The panel's ruling "does not conflict with any decision of the Supreme Court, this Court, or any other court of appeals," the response said: The decision "turned on a careful and considered evaluation of the record and the FCC’s predictive judgment regarding the effects of its Order on the internet marketplace." In the panel's majority opinion, Judges David Tatel and Sri Srinivasan granted the FCC considerable deference and found its arguments reasonable (see 1606140012).

The panel thoroughly analyzed and properly rejected every one of petitioners’ challenges to the FCC’s Order adopting open internet rules," the FCC/DOJ response said. "The panel found that: (1) the Commission had authority to reclassify fixed and mobile broadband internet access as common carrier telecommunications services; (2) such reclassification was reasonable; (3) the agency provided parties with notice that it might reclassify broadband as a telecommunications service, and that its rules might reach interconnection disputes; (4) the Commission’s rules do not violate the First Amendment; and (5) section 706 of the 1996 [Telecommunications] Act gives the Commission authority to adopt its open internet rules to promote broadband deployment.
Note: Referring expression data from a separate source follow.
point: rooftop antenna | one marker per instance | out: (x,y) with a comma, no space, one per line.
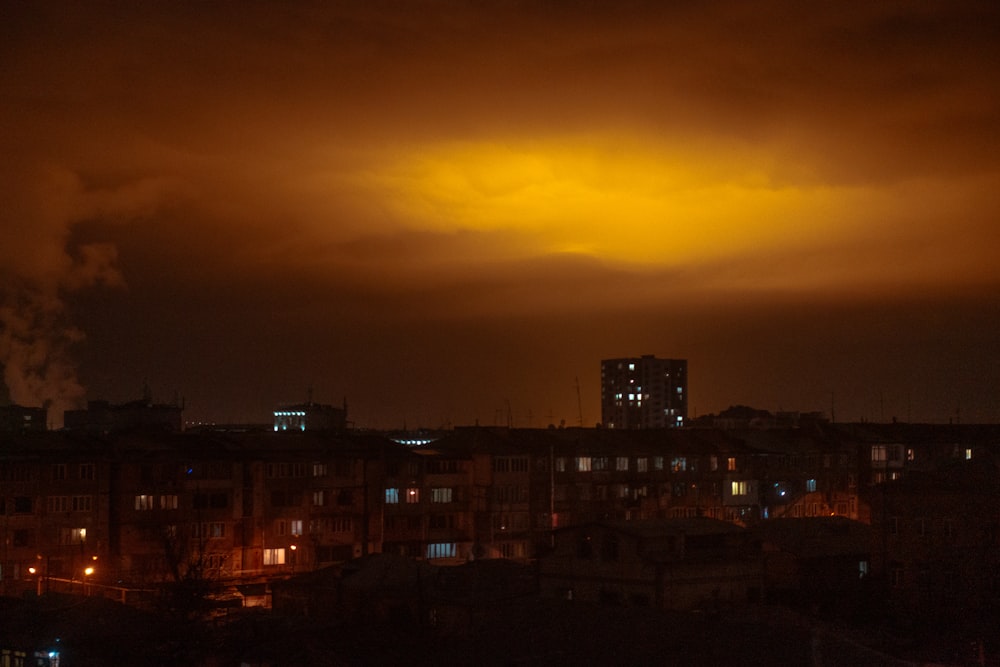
(579,402)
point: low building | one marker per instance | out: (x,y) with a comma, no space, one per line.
(17,418)
(678,564)
(819,562)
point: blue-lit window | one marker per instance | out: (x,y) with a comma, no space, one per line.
(441,550)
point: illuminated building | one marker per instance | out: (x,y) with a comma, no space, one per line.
(310,416)
(643,392)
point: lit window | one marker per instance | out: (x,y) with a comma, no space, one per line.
(57,504)
(441,550)
(441,495)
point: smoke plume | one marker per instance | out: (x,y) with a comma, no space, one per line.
(40,269)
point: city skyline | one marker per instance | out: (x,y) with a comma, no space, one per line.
(444,212)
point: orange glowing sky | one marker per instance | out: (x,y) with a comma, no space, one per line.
(439,209)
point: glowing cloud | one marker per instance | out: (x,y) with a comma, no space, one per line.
(616,200)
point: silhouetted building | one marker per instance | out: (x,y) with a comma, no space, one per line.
(643,392)
(680,564)
(103,417)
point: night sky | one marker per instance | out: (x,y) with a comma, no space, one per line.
(448,211)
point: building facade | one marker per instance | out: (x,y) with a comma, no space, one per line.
(644,392)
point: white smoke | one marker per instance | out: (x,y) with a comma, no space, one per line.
(38,271)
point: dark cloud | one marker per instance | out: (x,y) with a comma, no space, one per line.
(439,207)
Petitioners have provided no reason to reconsider these rulings.”

Petitions for rehearing were filed by Alamo Broadband, AT&T, CTIA, NCTA and the American Cable Association, and USTelecom and CenturyLink, plus TechFreedom and other intervenors. They made numerous arguments for why the D.C. Circuit should grant rehearing and overturn the panel ruling. Court watchers believe it's very unlikely the D.C. Circuit will grant rehearing, though some FCC critics voiced more hope there could be some further dissents that would increase the chances of Supreme Court review (see 1608020045 and 1608170046).